Here's a system that one of my students worked out to help him learn where the notes are on a guitar. He'd been an engineer at Boeing, was in his seventies, and recently retired   He had never played a musical instrument before and figured now was the time. He wanted to learn a bit of classic, some folk, anything he could pick up, so I started him the way I usually do with students who are game to do it this way:   a little classic technique for openers.

He was having a bit of a problem relating the notes on the page with where they were on the guitar, so he turned his engineering-oriented mind (lotsa numbers) to the problem and came up with a neat system. By each note, he wrote a number that looked like a fraction. He broke it down for me. The top number was the string, the bottom number was the fret. Neat! Then, as he played the notes, he'd say them. "C, D, E, F," etc., until he had it down pat and didn't need the numbers anymore.

Anyway, you may already know where C, D, E and all that are on the fingerboard, but just in case you don't, here's a C scale in the first position (within the first four frets and using open strings) using his system   

(C)5/3 – (D)4/0 – (E)4/2 – (F)4/3 – (G)3/0 – (A)3/2 – (C)2/1

To extend it to cover the whole first position, (E)6/0 – (F)6/1 – (G)6/3 – (A)5/0 – (B)5/2 – (C)5/3 - (D)4/0 – (E)4/2 – (F)4/3 – (G)3/0 – (A)3/2 – (C)2/1 – (D)2/3 – (E)1/0 – (F)1/1 – (G)1/3, and you can take it back down again or just generally goof around with it.

I know this looks pretty messy, but it's really fairly simple. If we could sit down together with a couple of guitars, I could show it to you in about ten minutes.

By the way, standard left-hand fingering for any style of guitar when playing scales or single-note passages (or bass runs, which are just partial scales) is a simple open, one, two, three, four. That is, notes on the first fret played with the first finger (index), on the second string with the second finger (middle), and so on. Pretty straightforward.

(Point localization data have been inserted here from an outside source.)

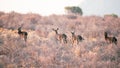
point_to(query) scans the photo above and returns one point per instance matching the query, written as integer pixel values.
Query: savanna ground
(42, 50)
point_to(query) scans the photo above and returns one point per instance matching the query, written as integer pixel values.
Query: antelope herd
(75, 39)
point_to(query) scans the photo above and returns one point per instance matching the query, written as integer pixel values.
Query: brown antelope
(110, 39)
(76, 38)
(60, 37)
(22, 34)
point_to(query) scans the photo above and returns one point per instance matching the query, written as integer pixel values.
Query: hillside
(42, 50)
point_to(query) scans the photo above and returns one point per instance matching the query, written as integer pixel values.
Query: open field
(42, 50)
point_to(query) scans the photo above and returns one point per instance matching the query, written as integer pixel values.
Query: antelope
(110, 39)
(60, 37)
(22, 34)
(76, 38)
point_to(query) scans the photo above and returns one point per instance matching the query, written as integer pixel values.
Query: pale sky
(48, 7)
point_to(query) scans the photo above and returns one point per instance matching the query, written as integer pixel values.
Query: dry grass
(42, 50)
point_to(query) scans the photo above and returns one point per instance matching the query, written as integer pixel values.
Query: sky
(48, 7)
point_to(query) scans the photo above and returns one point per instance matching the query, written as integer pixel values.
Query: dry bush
(42, 50)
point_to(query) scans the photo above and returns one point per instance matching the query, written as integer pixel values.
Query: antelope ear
(53, 29)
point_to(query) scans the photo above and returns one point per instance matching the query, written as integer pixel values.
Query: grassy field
(42, 50)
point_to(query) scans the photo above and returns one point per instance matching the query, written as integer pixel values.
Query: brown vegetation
(42, 49)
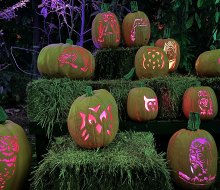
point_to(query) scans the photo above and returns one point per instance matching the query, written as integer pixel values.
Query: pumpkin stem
(89, 91)
(166, 33)
(69, 41)
(134, 6)
(105, 7)
(194, 121)
(130, 74)
(3, 116)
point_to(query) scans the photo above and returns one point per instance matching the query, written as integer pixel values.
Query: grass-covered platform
(49, 100)
(130, 162)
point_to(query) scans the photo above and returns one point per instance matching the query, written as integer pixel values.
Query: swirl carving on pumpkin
(107, 27)
(9, 149)
(154, 59)
(205, 103)
(138, 22)
(170, 49)
(70, 55)
(91, 119)
(199, 157)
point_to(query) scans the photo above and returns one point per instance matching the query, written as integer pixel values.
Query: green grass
(130, 162)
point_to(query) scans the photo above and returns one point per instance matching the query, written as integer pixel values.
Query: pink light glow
(199, 163)
(205, 103)
(93, 121)
(139, 22)
(9, 149)
(109, 27)
(151, 104)
(170, 49)
(154, 58)
(70, 55)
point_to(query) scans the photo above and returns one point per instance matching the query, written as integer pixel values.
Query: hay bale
(129, 162)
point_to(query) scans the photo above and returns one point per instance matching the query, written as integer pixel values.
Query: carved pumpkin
(66, 60)
(151, 62)
(201, 99)
(106, 30)
(136, 28)
(172, 49)
(208, 63)
(15, 154)
(93, 119)
(192, 156)
(142, 104)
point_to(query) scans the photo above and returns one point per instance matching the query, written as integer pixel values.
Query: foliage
(129, 162)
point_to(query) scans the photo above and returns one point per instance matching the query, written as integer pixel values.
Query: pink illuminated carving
(108, 26)
(151, 104)
(139, 22)
(92, 121)
(205, 103)
(9, 149)
(70, 55)
(171, 50)
(199, 157)
(153, 59)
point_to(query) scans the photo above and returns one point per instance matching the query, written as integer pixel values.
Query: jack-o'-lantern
(172, 49)
(15, 154)
(201, 99)
(142, 104)
(66, 60)
(192, 156)
(208, 63)
(151, 62)
(106, 29)
(136, 27)
(93, 119)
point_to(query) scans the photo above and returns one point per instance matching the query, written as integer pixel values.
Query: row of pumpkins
(93, 122)
(67, 60)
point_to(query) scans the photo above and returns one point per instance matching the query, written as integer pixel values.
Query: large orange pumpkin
(15, 154)
(66, 60)
(142, 104)
(201, 99)
(151, 62)
(106, 29)
(172, 49)
(136, 28)
(93, 119)
(192, 156)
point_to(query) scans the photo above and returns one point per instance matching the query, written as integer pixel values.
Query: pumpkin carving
(66, 60)
(151, 62)
(201, 99)
(136, 27)
(106, 29)
(15, 154)
(208, 63)
(192, 156)
(93, 119)
(172, 49)
(142, 104)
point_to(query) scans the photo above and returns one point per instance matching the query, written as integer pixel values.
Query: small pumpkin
(192, 156)
(201, 99)
(151, 62)
(66, 60)
(142, 104)
(15, 154)
(208, 63)
(106, 29)
(172, 49)
(93, 119)
(136, 27)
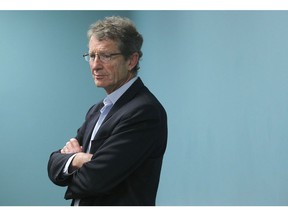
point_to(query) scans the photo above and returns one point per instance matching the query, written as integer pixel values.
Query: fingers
(72, 146)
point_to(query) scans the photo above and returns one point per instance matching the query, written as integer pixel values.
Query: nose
(96, 64)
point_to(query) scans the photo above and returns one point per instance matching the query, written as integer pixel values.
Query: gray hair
(121, 30)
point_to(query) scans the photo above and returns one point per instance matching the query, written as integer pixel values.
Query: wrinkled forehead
(107, 45)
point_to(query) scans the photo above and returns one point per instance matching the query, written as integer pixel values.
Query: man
(116, 156)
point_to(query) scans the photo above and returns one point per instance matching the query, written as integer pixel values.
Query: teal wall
(221, 75)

Just bear with me, I'll get you there.

Once you've learn this, you know where all of the "white key" notes are (referring, of course, to the piano) in the first position on the fingerboard. That's for starters. As you move around the Circle of Fifths (good stuff on this link), with each step you have to add either a sharp or a flat (depending on which way you're going) to keep the scale structure consistent. For the bewildered, to sharp a note, take it up one fret, to flat it, take it down one.

But that's for another day. Just get the C scale down and you're on your way.

I hope this a) isn't totally bewildering; and b), actually helps.